アニメ『SPY×FAMILY』の主題歌「ミックスナッツ」
アニメ『SPY×FAMILY』の主題歌で有名なOfficial髭男dismの曲「ミックスナッツ」。
曲をかけて、脳内に稲妻が走った。「誰の曲をかけていたっけ?」と、大きな動揺を走らせてしまうことになる。それくらいに、冒頭のイントロがアグレッシブなサウンドだったからだ。
言われてみれば、ヒゲダンサウンド全開ではあるのだ。しかし、ここ最近の表題曲で奏でるサウンドとはテイストが異なっていたため、動揺してしまったのだ。
ぶりぶりのベース音、サイレンのようにけたたましく響くギタープレイ、自由度の高いフレーズを奏でる鍵盤の音色、そのイントロをまとめあげる、アグレッシブかつ軽やかなドラム回し。
冒頭15秒ほどで、それらを盛り込んでいくるのである。
まるで高速スウィングジャズ。「サブスク時代はイントロがない方が良い」に対するアンチテーゼレベルの話じゃない。

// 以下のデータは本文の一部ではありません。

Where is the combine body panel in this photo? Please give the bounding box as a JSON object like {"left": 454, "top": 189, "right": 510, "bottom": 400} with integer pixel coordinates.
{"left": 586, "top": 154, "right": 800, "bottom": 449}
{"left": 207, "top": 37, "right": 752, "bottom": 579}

Official髭男dism屈指と言ってもいいくらい、イントロで鮮やかなバンドアンサンブルを奏でてくるのだ。
アルバムの一曲とかならわかるよと、思う。
でも、ゴリゴリにアニメタイアップがついた一曲の始まりがこうなるとは、自分的にはまったく想像していなかったのである。
でも、これこそがOfficial髭男dismなのかも、とも感じさせられた。
Official髭男dismは、幾度となく、我々のパブリックなイメージを破壊してきた。

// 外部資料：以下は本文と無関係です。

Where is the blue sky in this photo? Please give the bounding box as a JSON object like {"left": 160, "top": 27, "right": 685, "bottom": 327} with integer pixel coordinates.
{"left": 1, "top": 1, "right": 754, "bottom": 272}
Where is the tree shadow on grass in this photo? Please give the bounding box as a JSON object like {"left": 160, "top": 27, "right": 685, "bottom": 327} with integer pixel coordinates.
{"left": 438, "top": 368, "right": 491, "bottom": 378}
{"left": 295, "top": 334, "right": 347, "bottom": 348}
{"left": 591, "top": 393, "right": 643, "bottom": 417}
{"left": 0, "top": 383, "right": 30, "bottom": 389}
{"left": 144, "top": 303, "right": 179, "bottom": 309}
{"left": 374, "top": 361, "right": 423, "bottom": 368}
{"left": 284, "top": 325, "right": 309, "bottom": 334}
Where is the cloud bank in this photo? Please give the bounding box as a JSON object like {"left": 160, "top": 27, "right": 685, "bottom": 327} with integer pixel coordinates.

もともとはブルーノ・マーズ的なブラックミュージックを得意とするバンドかと思っていたが、今のOfficial髭男dismの音楽性を指し示すうえでブルーノの名前を出すことは非常にまれである。
もちろん、そういうテイストの歌もあるけれど、「それ」がOfficial髭男dismの音楽の中心だったのはずっと前の話だからだ。それくらいに彼らの音楽は多彩なのだ。
あれだけアウトプットしたのだから、もう「踏んでいない足音を踏むのは無理でしょ?」なんてことを勝手ながらに思うわけだが、そういう予想は鮮やかに切り裂いていくのだ。
前置きが長くなったが、「ミックスナッツ」はOfficial髭男dismの魅力を改めて感じさせられる名曲である。